Healthier people generally try not to discharge difficult feelings without thinking about the consequences to others. Narcissists have little such empathy to temper their rage.

THE BASICS

4. Someone other than the narcissist is always to blame

Narcissists find it exceedingly difficult to accept responsibility for their failings. They seek credit but are allergic to acknowledging fault.

This is a function of their character structure, which is protected by a shell game of pretenses. One way to spot a narcissist’s insecurities is to notice how strongly they deny, become defensive, or overreact.

The greater their defensiveness, the greater their perceived internal defects.

The more grandiose their pretense, the more intense their fears and insecurities.

5. Everyone is fair game

If a narcissist is upset enough, anyone is a potential target. There is no safe zone or out-of-bounds when it comes to narcissists’ rage. Healthier people try to avoid taking things out on innocent others or those closest to them. Narcissists hold no such distinctions, which is often why partners and family members closest to narcissists feel that a special antipathy is reserved for them.

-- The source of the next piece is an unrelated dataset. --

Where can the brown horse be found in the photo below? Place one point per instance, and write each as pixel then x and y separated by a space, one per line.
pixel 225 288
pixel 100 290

When narcissists feel you have let them down—often for failing to do something you had no idea you were expected to do—they feel rage. You are seen as a person who has hurt them unfairly and is therefore no longer human or someone they care about.

In viewing you as an object, they push you away to protect themselves or punish you for your “crimes.”

6. Gaslighting and covert insults are freely used to keep you feeling off balance and one-down

A narcissist may give you a backhanded compliment such as, “At least you’re being less of a jerk lately.”

They may gaslight you by hurting you, then claiming that your memory of the abuse is wrong or that you are "too sensitive."

As a result, you are left shaking your head in confusion or second-guessing yourself.

7. They dwell in double standards and hypocrisy

Narcissists can say one thing one day and the opposite the next. To you, it’s inconsistent. To a narcissist, words are a means to an end in each moment. Consistency or truth aren’t their priorities.

How to cope

The key to dealing with destructive narcissistic behavior and communication is to recognize that narcissists hold different norms and expectations than most of us.

Waking up to this reality is similar to coming to grips with a loved one’s alcoholism. We sometimes dwell in denial when someone close to us has an untreated addiction because the truth is painful to accept.

It is by reckoning with the reality of a loved one’s addiction that we can set healthy boundaries and let go of false expectations.

The same is true when dealing with narcissists.